VOA reporters in the city say the death toll is likely to rise because the number of the dead bodies and recovery of those injured remained unavailable.
Al-Shabab, the al-Qaida-affiliated militant group, claimed responsibility for Thursday's twin blasts and the siege of the building.
The assault started Thursday night when the militants detonated twin car bomb outside hotels and restaurants along the city's main Maka al-Mukarama road.
Within an hour of the blasts, armed militants started firing and hurling hand grenades from a nearby residential building.
Somali security officials believe the militants missed their target, which likely was one of the hotels in the area, and mistakenly went into another building for cover.
"Somali security forces typically have been known to end such militants' sieges in the city within a few hours, but this 24-hour operation is the longest ever, and it shows there is security negligence," said Abdisalam Guled, former deputy of the Somali National Security Agency.
Speaking to state-run radio, Somali Information Minister Dahir Mohamud Guelleh said flushing militants out of the building was not easy.

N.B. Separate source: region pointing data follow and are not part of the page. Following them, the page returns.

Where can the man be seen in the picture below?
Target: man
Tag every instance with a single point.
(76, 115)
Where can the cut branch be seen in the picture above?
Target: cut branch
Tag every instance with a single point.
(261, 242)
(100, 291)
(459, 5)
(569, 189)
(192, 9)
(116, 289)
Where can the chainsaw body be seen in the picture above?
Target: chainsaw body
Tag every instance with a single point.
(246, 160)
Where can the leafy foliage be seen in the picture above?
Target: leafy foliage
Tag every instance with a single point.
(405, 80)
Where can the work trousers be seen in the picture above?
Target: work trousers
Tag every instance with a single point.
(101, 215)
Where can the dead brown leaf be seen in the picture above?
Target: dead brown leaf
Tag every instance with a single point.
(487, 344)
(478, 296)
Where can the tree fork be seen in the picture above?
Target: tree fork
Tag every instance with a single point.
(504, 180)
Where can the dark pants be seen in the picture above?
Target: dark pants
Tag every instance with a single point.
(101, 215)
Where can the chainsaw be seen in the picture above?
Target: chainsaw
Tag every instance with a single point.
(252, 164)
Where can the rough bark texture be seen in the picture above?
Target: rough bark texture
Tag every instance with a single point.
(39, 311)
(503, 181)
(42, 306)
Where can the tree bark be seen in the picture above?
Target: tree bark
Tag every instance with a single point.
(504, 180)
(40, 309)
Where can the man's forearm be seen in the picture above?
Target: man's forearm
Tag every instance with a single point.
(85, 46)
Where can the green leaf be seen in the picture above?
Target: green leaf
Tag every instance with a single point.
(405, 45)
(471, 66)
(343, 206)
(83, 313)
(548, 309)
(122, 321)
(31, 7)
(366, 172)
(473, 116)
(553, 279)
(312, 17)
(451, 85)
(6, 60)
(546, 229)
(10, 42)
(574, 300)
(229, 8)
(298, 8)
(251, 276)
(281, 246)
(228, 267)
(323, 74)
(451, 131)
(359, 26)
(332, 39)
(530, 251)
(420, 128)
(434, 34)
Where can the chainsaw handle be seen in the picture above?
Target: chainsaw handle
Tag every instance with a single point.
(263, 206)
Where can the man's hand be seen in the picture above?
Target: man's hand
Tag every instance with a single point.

"The operation was supposed to end quickly, but the fact the militants were desperately holding a number of civilians as human shields made it difficult for the security forces to intensify their operation," Guelleh said.
The group has been fighting to overthrow a Western-backed federal government that is protected by 22,000 African Union-mandated peacekeepers.
Fight against al-Shabab
Al-Shabab lost most of its strongholds in south and central Somalia to military forces from the Somali National Army and the African Union.
The movement and mobilization of a large portion of al-Shabab military attacks also were weakened by a dramatic increase in the number of U.S. airstrikes.
In 2018, the U.S. military command for Africa reportedly carried out 50 raids against the militants. As of Tuesday, U.S. raids in 2019 targeted the militants 23 times, including one in central Somalia on Tuesday that killed 20 terrorists and destroyed one vehicle.
Despite the continued military pressure on the terror group, it continues to carry out assassinations and blasts in Mogadishu.
Last month, militants assassinated the country's Deputy Attorney General Mohamed Mursal, and the oldest Federal lawmaker, Osman Ilmi Boqorre.